Governor Aristoteles Sandoval signed Jalisco’s Ley de Libre Convivencia into law Friday, November 1, just hours after the State Congress had passed the bill the night before.

Having now been published in the Official Journal of Jalisco, the legislation that enhances same-sex couples’ rights to inheritance and social security by allowing two or more adults to enter into a notarized civil contract will take effect after 60 days on January 1, 2014.

Opponents of the bill called in vain for Sandoval to veto its passage late last Thursday, but the governor maintained his support for the initiative introduced by his party, the centrist Institutional Revolutionary Party (PRI), and the leftist Party of the Democratic Revolution (PRD).

The law does not permit same-sex couples to marry and explicitly states that they cannot adopt children.

Nonetheless, local conservative groups fear that the legislation paves the way for such developments. During Sunday Mass, Cardinal Francisco Robles Ortega, the archbishop of Guadalajara, warned the Catholic community to remain alert and keep defending the sanctity of marriage, because “we know this isn’t going to stop here.

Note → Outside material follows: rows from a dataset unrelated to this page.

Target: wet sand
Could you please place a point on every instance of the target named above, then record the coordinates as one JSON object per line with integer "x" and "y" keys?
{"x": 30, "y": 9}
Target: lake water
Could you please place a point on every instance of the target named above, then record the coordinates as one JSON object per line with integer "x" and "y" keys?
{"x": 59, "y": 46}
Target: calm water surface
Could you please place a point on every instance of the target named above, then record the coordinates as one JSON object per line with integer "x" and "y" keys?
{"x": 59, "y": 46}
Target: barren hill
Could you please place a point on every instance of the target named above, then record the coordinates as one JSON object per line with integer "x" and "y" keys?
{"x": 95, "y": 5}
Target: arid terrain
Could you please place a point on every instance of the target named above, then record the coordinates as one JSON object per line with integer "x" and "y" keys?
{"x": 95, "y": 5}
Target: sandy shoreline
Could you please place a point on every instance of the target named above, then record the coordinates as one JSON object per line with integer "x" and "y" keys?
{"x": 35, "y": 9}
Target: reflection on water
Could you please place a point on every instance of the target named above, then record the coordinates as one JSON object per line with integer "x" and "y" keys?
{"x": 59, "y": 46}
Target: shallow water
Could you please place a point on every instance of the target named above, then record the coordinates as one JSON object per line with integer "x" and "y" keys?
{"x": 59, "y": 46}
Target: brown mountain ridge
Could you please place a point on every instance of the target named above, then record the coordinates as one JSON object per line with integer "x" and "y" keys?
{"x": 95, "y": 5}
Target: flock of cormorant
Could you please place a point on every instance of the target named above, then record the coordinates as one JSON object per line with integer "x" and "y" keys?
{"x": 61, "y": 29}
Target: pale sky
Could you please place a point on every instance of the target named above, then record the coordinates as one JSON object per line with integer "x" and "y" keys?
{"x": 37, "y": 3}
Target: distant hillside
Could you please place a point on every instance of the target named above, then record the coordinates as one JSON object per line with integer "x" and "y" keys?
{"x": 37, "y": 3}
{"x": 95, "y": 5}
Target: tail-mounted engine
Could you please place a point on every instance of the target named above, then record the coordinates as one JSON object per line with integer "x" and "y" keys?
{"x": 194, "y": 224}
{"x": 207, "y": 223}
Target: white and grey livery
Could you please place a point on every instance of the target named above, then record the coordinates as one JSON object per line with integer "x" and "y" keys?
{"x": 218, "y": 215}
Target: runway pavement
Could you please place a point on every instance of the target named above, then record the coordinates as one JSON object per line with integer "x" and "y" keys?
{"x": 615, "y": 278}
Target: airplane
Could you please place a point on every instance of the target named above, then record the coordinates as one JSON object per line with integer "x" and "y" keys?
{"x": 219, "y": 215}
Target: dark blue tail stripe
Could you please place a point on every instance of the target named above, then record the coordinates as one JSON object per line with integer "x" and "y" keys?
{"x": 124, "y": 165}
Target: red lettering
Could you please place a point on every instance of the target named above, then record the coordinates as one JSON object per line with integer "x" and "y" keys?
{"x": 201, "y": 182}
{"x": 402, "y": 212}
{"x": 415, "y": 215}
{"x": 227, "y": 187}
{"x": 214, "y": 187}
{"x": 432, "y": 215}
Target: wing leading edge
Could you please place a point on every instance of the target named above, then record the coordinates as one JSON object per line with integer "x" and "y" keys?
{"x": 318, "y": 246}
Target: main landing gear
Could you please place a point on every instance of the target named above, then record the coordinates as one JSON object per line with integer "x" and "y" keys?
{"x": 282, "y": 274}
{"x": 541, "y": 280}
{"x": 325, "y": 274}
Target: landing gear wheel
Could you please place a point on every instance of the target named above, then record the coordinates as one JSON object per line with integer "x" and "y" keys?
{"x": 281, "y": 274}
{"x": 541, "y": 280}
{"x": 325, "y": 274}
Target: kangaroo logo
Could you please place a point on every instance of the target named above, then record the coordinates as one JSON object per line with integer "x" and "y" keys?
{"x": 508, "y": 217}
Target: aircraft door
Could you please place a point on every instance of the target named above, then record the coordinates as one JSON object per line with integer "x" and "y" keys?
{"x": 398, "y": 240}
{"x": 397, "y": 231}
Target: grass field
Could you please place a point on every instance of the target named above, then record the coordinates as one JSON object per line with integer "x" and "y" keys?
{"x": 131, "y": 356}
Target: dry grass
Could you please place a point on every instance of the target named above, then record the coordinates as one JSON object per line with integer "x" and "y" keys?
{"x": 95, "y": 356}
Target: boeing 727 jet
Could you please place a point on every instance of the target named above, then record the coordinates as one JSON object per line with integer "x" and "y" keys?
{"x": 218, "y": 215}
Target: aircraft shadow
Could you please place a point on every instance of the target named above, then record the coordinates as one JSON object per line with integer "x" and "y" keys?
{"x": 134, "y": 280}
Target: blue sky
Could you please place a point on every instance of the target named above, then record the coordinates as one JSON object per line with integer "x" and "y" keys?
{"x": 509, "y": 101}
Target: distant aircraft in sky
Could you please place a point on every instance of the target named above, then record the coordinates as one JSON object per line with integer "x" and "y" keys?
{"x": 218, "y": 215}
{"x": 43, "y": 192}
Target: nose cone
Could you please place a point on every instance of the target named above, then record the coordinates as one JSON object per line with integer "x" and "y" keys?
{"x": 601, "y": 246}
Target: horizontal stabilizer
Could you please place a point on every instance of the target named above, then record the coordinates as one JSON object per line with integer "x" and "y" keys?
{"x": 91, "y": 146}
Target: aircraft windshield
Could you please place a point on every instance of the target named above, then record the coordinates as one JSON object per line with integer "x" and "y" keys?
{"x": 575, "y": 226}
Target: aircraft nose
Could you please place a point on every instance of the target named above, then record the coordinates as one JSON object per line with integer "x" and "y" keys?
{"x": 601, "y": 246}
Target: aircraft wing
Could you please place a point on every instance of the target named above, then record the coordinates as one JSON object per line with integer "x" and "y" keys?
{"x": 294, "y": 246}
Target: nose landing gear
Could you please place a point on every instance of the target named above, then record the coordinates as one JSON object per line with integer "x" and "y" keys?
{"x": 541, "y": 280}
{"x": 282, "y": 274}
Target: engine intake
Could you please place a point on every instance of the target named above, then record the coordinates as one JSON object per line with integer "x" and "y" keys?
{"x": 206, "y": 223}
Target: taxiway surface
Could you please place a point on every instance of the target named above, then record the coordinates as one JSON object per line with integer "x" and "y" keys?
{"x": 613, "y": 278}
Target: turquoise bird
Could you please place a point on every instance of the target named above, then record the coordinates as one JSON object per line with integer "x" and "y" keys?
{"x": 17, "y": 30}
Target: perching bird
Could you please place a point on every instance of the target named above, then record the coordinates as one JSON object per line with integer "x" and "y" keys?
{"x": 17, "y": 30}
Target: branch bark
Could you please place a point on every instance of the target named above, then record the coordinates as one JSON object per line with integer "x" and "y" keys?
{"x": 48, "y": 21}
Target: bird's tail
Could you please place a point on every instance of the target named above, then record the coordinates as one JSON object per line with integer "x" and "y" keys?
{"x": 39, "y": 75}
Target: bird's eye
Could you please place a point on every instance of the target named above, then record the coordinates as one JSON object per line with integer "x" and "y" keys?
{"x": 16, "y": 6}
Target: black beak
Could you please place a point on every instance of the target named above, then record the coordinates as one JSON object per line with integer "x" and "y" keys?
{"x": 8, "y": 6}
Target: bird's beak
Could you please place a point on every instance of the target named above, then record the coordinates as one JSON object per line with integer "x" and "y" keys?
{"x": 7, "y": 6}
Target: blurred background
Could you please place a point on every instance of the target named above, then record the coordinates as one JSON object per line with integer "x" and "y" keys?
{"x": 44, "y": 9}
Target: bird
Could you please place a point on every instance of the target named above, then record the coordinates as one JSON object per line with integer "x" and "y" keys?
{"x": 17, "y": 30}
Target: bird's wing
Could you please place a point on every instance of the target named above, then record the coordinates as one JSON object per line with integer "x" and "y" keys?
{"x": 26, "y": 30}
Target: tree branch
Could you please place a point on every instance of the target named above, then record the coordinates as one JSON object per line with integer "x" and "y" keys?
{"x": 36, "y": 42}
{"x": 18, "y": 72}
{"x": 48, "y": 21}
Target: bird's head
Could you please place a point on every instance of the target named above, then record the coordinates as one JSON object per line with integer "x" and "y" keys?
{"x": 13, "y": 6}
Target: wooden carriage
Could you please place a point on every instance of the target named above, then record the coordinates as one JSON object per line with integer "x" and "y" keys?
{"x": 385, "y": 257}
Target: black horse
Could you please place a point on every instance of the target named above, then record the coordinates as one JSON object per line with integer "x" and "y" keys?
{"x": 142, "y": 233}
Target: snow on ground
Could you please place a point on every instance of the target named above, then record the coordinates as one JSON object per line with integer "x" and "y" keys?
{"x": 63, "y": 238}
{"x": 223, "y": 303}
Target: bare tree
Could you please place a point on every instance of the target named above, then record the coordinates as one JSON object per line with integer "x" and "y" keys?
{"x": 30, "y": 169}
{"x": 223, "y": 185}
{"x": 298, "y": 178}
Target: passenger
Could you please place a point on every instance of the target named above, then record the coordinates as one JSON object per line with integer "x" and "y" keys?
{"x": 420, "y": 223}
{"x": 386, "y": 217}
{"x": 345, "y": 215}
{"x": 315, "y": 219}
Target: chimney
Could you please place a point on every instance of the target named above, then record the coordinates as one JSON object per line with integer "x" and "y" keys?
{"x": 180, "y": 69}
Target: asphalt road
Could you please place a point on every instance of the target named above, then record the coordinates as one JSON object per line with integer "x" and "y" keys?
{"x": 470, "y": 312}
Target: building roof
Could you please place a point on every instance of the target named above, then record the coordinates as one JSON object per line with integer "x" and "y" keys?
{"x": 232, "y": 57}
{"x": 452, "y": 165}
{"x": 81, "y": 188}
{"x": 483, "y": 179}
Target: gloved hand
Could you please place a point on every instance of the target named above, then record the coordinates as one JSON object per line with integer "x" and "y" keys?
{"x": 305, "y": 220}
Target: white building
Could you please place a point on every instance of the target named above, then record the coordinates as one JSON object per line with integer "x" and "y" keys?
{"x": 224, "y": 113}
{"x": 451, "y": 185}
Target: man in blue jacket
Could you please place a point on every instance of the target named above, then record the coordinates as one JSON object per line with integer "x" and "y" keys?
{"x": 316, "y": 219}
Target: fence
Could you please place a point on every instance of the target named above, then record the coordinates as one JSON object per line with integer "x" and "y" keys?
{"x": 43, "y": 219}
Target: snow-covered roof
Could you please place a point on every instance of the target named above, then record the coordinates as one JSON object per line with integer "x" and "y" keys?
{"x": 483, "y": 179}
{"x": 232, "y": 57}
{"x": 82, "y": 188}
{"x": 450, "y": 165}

There are groups that will continue to be active upon seeing that they did not get everything they proposed.”

Meanwhile, Guillermo Martinez Mora, a legislator from the right-wing National Action Party (PAN), reacted to the bill’s passage with a rabid, unsubstantiated rant, claiming that “children living with homosexuals have mental and physical problems and use more drugs.”  Even with its adoption clause, he called the initiative “detrimental to the development of children.”